Sunday, December 6, 2015


I  had something to do with the creation of SEBI when I was in the finance ministry; my idea was to transfer capital market regulation from the ministry to a professional regulator. But if I had had an inkling of what it would become, I would never have let it be born. With its fondness for the oligopoly of qualified institutional investors and risk aversion, it has killed the risk capital market and curbed market competition. It is one of the prime causes for India's poor industrial growth.

Otiose distinctions

The public issue of Tata consultancy Services attracted half a million applications from “retail” investors. The Oil and Natural Gas Corporation issue attracted 567,000. The NTPC issue attracted 14.1 million. Seeing their response, the Securities and Exchange Board of India (SEBI) has increased their quota in public issues from 25 to 35 per cent. It also redefined retail investors as those whose application was under Rs 100,000 instead Rs 50,000.
These investors are an ancient tribe; once they used to be known as small investors. They used to swarm in thousands around such speculative issues as those of Reliance in the 1980s. There was a special reason for this. The Controller of Capital Issues used to fix prices of public issues; he based the prices on past profits of companies, and thus underpriced shares of companies expected to better in the future. So investors could confidently expect that the market price of the shares, once they were listed, would be far above the issue price; in other words, an investor could multiply money within a few weeks if he got an allotment. Naturally, investors applied for more shares than were to be issued. So the government imposed rationing: no one could get more than a certain number of shares. To increase their allotment, investors made multiple small applications. These makers of multiple applications were christened small investors. They were in a lucrative business; vested interests grew up around it. Politicians would bat for them and protect their interest. That is how they came to be deified.
This business of easy money should have died when, in 1992, the government abolished the controller of capital issues and abolished issue price fixation. But in the great stock market boom of the early 1990s, too much money was chasing too few issues. The market price of some shares climbed immediately after public issue. That kept “small” investors applying; and ever sensitive to political advantage, SEBI created a quota for them.
Now that the stock market is booming, small investors are again being attracted to it. SEBI has made it so difficult to make a public issue that only rock-solid companies are able to make one. Because there are so few, they are being oversubscribed. And – most important – listing at a premium has returned. That means automatic profit for an allottee, and the return of multiple applications. SEBI encourages them by keeping a part of the allotment for “retail” investors.
The strike price of issues is fixed by book-building, which is a kind of auction; if the auction were perfect, the issue would not go into a premium on listing. Here, SEBI introduces systematic imperfection. The quotas for different investors mean that their chance of getting an allotment depends on the caste they belong to; the highest bidder cannot be sure of getting an allotment, so highest bidders do not bid. When the finance ministry abolished control of issue prices, it meant to abolish profits arising from underpricing. SEBI has brought them back through the back door.
Today’s paperless trading ensures that in theory, a subscriber could apply for even one share at a price of his choice. The strike price is decided in such a way that anyone who bid more than it would get an allotment even if he applied for only one share. So small investors could get allotment today without any special arrangements for them. The rationing system set up by SEBI only panders to a political lobby, and brings profits to multiple applicants at the expense of the issuing company. As it is, there are too few public issues; the underpricing SEBI imposes on them raises the cost of capital to companies and reduces public issues even further.
Instead of pandering to the mythical small investor, SEBI should allow experiments in the auctioning of public issues. Auction theory is a live area in economics, and many experiments are being tried out round the world; the Google public issue was the latest amongst them. Let India too be a laboratory.

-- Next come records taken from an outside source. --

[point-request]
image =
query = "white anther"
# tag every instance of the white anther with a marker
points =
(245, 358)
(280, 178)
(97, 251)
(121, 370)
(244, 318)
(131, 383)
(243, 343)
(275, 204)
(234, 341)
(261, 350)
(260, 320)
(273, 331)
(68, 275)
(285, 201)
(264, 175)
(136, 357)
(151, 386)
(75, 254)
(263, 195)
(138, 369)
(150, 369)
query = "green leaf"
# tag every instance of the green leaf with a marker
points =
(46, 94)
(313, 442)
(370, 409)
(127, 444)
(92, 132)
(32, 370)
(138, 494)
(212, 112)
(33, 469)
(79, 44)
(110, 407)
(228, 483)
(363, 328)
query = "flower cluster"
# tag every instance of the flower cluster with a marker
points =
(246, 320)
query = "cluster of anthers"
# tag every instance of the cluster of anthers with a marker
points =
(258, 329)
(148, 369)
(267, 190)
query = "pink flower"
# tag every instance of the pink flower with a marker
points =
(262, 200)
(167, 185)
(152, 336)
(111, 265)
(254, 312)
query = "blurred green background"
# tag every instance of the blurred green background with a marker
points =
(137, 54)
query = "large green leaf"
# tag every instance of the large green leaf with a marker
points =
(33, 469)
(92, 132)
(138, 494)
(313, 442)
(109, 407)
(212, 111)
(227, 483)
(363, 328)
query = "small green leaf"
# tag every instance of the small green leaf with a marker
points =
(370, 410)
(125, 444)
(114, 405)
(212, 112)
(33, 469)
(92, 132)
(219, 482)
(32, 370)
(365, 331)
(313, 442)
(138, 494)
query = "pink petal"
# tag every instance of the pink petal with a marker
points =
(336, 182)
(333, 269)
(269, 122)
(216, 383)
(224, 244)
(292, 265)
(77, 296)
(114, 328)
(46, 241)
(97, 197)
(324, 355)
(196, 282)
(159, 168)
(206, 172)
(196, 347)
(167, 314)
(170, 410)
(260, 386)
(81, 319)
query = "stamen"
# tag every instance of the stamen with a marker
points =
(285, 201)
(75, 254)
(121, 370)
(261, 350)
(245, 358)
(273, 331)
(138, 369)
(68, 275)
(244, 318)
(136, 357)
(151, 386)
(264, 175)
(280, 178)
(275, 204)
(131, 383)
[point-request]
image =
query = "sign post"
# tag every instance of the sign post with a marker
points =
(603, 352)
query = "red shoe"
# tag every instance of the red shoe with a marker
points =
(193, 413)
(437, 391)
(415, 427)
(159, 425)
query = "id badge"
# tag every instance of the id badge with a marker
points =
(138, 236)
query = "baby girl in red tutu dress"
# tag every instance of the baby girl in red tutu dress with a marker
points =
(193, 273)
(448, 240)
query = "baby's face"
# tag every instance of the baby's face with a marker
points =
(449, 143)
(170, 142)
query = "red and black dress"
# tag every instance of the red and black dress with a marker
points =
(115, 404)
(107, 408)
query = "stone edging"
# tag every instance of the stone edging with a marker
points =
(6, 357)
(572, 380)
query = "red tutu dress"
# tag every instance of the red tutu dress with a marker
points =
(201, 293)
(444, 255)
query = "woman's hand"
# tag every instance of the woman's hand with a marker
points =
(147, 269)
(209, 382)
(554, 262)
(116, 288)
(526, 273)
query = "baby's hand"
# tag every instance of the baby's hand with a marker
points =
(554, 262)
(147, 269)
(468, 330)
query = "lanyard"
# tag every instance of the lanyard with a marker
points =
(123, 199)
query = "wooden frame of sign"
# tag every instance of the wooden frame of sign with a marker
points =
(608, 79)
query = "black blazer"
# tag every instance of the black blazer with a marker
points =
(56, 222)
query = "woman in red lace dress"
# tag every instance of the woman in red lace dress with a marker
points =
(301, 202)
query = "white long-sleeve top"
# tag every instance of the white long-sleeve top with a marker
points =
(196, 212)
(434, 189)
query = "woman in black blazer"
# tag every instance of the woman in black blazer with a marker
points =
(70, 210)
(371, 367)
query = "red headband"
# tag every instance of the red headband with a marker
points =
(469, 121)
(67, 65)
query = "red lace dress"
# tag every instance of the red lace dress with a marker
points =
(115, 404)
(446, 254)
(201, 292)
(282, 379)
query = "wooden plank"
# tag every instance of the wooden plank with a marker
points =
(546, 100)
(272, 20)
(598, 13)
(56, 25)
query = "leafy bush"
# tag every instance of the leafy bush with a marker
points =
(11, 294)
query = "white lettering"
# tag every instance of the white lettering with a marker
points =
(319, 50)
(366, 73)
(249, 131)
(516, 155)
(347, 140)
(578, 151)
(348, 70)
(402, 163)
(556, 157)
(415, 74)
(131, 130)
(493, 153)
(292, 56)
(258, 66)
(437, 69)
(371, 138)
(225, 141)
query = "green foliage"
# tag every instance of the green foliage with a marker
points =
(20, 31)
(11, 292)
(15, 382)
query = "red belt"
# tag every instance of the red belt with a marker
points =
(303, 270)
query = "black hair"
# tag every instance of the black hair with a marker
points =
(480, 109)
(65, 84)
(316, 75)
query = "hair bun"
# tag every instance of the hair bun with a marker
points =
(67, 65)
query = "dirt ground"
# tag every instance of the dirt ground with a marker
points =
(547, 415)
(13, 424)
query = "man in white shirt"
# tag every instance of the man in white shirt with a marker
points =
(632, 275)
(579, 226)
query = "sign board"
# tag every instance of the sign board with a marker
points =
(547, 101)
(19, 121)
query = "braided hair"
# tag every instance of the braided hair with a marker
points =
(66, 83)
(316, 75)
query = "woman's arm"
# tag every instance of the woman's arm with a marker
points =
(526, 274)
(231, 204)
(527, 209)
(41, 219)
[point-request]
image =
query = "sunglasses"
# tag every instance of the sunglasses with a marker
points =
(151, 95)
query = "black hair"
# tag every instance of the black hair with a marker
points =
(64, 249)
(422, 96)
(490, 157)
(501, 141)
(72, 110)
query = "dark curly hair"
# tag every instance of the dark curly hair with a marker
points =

Instead of creating an oligopoly of so-called qualified institutional investors, SEBI should define such qualifications for public issue applicants that the smallest individual investor can easily and confidently take part in an issue auction. It has already given every investor a code. Now it needs to create a mechanism by which investors can apply for an issue without locking up their investment: it would involve an automatic debit to their bank accounts at the same time as they are allotted shares. For all its perfection, the Indian stock market raises little money for companies, and none for new and small companies. It is this failure to which SEBI should apply its attention.